The Huawei ban has not just pushed the Chinese firm to reevaluate its goals to take over Samsung to become the world’s largest mobile phone maker but has opened a pandora box and many other leading Chinese smartphone giants have to question their dependability on Android system.
Last month, the US government placed Huawei on the commerce’s entity list and many US-based tech companies were forced to suspend business with the smartphone manufacturer including Google who canceled Huawei’s Android License and thus restricting it to not use the OS for its upcoming smartphones.
The whole news came as a shock to the Huawei users but the 90-days delay in the restrictions gave leeway for providing Android updates to the existing customers. Uncertain about the future of its phones without Google’s OS, the company revealed that it was already working on plan B in case it was pushed to end its dependency on Android and thus came the Hongmeng OS which reports speculate will be called Oak OS outside of China.
According to the Global Times, an English newspaper in China, Huawei has begun testing its Hongmeng OS with domestic smartphone vendors and internet giants and plans to launch it in the coming months.
Tencent, a Chinese internet company has teamed up with Huawei to test the new Hongmeng OS. Moreover, popular smartphone companies like OPPO and Vivo have also sent teams to test the new operating system and they were shown that the new operating system in 60% faster than Android.
We might need to take the”60%” number with a pinch of salt but still, we cannot ignore the fact that Huawei has a whole new market for its Hongmeng OS even if the US finally lifts the restrictions imposed under the pretense of national security.
Chinese smartphone companies are rapidly expanding across the globe and they may choose not to put their eggs in one basket by choosing Android OS which can be taken away whenever the US government wants to pressurize Chinese government for trade negotiations.

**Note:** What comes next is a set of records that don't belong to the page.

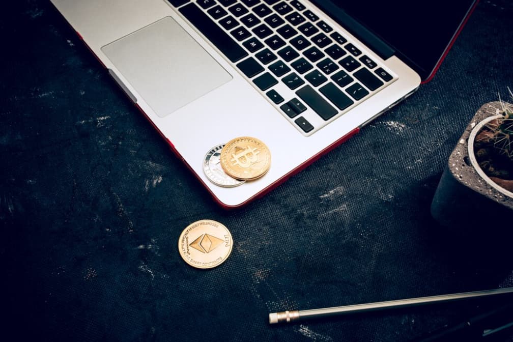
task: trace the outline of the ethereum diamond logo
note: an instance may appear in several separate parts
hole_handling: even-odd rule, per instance
[[[209,253],[214,250],[224,242],[224,240],[222,240],[215,236],[204,234],[191,242],[189,246],[202,253]]]

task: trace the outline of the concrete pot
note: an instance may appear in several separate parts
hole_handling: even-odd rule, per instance
[[[499,102],[483,105],[449,157],[431,205],[431,215],[441,225],[468,233],[510,226],[513,193],[484,173],[473,151],[476,135],[502,108]]]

Google has already started lobbying against the Huawei ban and is demanding an exemption by arguing that the development of Huawei’s custom operating system can be a threat to their country’s national security.
Huawei is quickly accelerating the launch of its custom Hongmeng OS and some reports suggest that it may launch in August or September 2019. The company has already trademarked “Hongmeng” in multiple countries across the world and has shipped around 1 million smartphones with its homegrown operating system.